带着醉意,李雪庸将阮大可拉到一边的沙发上,说出埋藏在心中很久的一件事来。他说,他对沈秋草确有着异乎寻常的深爱,并曾做出过非常举动,又为她写过许多痴情的诗。阮大可问是什么非常举动,又是怎样痴情的诗。李雪庸趔趄着走到书桌前,从抽屉里取出一页诗稿,过来教阮大可看。阮大可醉眼矇眬地去看他的情诗,见也是一首七律,题目却怪,叫作《咏剑》,题下缀着四个小字:“聊寄衷情。”再看下去,诗前有序:“余有短剑一柄,锋刃如霜,虽风雪云雾不能蚀,真良器也。子夜于灯下为之拂尘,心有所动,因以咏之。”诗曰:“重重霜气匣中横,壁上孤悬久欲鸣。春水疏林思弄影,秋风皓月肯销声?沉潜岂必违灵性,静默浑如抱不平。梦里山河行看尽,寒光一夜到天明。”阮大可笑道:“这算什么情诗?不挨边嘛。”李雪庸说:“我是寄情于剑啊。”阮大可又看一回,方恍然大悟地哦了一声,说:“好一个痴情汉,为了那份相思,居然一夜不眠。”又问他做了什么非常的举动。李雪庸摇摇头说:“我讲给你听,你可别笑话老弟。”就告诉阮大可,一次学校组织到云峰山春游,结束时却不见了沈秋草,他不动声色地教别人带队返校,独自一人满山遍野去找沈秋草……天已黑透了,他仍在到处转,脚步踉跄着,不敢大声喊,只低声呼喊:“沈秋草!——沈秋草!”人有些疯狂,还有些痴呆。后来他坐在月明湖岸边一块巨石上休息,冷静下来后他恍然想到,沈秋草为什么就不能提前回了家呢?他匆匆地赶到沈秋草家一看,人果然在家。沈秋草对他那么晚去她家颇感惊讶,问有什么事,他一时支支吾吾竟答不上来,只好尴尬地退出院子。过后,他始终未将自己满世界疯狂寻找沈秋草的事告诉任何人,包括沈秋草。他是打算将此事永远埋在心里,因为这件事是不需要别人知道的,这纯粹是他自己的事,甚至和沈秋草也无关。如果说非要将这事说出来,也只能说给眼前这两个人。这两个人是百分之百能解读他的内心世界的。说给别人,哪怕是说给沈秋草,他都想不出会是怎样的一种结局,是嘲笑还是惊疑?他毫无把握。

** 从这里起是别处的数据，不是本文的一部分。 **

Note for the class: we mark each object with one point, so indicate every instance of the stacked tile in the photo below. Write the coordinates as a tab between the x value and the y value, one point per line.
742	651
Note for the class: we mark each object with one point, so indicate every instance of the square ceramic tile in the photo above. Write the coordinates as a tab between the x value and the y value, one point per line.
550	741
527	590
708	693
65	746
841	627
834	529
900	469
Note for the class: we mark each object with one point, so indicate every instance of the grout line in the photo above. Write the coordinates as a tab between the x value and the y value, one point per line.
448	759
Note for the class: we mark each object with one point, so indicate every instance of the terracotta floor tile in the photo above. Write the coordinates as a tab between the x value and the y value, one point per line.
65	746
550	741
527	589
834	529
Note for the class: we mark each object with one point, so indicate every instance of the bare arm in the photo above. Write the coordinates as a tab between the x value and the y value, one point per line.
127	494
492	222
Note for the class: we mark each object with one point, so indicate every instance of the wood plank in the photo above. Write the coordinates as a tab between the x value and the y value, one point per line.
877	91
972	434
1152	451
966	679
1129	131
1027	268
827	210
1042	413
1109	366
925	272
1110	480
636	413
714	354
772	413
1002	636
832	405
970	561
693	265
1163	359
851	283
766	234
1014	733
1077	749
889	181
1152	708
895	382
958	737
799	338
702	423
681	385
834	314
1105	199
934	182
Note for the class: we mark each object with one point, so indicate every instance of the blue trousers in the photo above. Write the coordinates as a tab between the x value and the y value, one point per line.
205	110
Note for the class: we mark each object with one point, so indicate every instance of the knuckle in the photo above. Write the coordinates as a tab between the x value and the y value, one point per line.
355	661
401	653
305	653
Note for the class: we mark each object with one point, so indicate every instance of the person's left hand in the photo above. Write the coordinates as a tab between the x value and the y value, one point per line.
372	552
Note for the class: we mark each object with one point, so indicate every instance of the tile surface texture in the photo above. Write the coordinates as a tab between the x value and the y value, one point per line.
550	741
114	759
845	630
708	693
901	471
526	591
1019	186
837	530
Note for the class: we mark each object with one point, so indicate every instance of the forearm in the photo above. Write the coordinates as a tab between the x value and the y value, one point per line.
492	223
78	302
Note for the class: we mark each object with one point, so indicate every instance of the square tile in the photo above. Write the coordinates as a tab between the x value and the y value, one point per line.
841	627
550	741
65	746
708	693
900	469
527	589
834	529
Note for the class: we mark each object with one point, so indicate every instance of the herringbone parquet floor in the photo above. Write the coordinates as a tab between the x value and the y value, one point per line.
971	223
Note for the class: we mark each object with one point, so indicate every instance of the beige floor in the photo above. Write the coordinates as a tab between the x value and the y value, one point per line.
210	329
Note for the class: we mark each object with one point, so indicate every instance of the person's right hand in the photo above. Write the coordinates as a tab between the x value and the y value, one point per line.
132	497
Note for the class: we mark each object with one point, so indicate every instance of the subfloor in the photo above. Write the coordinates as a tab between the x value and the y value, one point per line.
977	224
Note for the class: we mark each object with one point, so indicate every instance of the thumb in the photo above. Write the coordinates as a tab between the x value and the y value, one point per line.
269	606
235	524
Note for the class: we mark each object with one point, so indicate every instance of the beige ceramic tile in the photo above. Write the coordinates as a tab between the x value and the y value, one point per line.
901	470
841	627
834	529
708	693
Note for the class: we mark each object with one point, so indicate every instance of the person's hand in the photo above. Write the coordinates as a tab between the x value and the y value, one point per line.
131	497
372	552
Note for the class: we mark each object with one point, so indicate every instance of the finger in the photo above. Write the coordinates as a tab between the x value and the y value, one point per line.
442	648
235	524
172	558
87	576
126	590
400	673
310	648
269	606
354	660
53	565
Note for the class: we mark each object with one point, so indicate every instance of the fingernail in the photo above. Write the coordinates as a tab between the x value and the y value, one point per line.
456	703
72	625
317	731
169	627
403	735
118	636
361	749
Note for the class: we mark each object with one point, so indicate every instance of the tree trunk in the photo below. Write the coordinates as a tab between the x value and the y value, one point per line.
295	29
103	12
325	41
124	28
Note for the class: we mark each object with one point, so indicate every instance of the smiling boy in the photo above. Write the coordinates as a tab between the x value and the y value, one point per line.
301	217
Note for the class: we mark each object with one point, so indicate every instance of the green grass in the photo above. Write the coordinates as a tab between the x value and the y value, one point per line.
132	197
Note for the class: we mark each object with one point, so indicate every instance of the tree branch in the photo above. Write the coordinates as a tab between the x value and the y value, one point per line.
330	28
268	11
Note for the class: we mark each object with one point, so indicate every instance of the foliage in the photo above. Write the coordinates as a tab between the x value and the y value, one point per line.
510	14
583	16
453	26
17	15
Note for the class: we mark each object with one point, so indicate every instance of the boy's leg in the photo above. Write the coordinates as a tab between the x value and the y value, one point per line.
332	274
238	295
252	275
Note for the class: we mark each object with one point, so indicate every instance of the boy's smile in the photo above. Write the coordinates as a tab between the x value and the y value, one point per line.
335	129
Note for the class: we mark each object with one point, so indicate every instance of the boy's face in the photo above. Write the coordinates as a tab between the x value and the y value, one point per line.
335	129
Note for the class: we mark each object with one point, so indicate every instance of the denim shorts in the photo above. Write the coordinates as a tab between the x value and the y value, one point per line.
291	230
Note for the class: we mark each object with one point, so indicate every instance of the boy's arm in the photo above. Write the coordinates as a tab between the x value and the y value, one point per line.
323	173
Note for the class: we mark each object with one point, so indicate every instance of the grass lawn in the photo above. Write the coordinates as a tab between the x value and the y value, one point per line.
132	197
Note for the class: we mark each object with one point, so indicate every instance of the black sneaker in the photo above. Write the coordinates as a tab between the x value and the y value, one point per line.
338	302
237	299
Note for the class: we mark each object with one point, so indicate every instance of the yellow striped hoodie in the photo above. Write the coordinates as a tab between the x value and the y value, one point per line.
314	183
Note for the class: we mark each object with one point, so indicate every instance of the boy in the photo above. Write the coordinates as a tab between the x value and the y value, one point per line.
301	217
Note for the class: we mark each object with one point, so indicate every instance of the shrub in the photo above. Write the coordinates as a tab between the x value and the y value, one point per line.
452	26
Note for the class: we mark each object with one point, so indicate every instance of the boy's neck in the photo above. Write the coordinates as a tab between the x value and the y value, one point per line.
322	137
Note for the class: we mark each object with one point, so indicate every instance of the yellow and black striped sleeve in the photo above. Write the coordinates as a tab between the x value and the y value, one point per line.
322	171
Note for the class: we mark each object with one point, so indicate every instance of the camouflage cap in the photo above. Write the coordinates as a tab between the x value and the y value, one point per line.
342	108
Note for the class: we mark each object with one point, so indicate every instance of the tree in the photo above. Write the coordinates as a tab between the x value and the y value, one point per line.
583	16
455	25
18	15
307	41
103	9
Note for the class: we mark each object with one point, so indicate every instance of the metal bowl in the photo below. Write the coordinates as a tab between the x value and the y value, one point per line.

这故事深深地感动了阮大可,他听后久久不语。这一刻他觉得,也许只有李雪庸才可能给沈秋草带来幸福。男女用情非如此不可呀。他正在若有所思,就听李雪庸说:“对沈秋草,我早已放弃了那份幻想,终归友情重于山,大义为先呐。在乾坤混沌汤的中介费问题上,我已经昏了一回头,险些铸成终生遗憾,如今在感情上放弃沈秋草,不敢说是超越吧,也算是一次清醒的解脱。而且以后我还想解脱得更彻底些,想和老头子一起住到云峰山脚下去,与大山飞鸟溪流花草为伴,专心做我的旧体诗,写我的大字,过一份与世无争的隐居生活。”
李雪庸说得忘情,阮大可则陷入了沉思。他在琢磨今后的日子。他想,李雪庸看看就快要从世俗中解脱,王老兄那颗心也早已是活在尘嚣之外了,那么,我呢?我阮大可又该当如何?
第八章 醉枣
借粼粼波光
凝视你遥遥的身影
那是梦呵
一滴晨光里转瞬即逝的露珠
真的 我所需不多
只一缕清风
一叶绿苇
——《在水一方》2001?郾2?郾9
等待与回忆,几乎是沈秋草生活的全部内容。沈秋草等待了二十年,她等得很执著,也很苦。这二十年间,她是活在回忆里的。二十年前那一幕幕,填充了回忆中的每一幅画面,那画面是那么鲜明,简直是历历在目。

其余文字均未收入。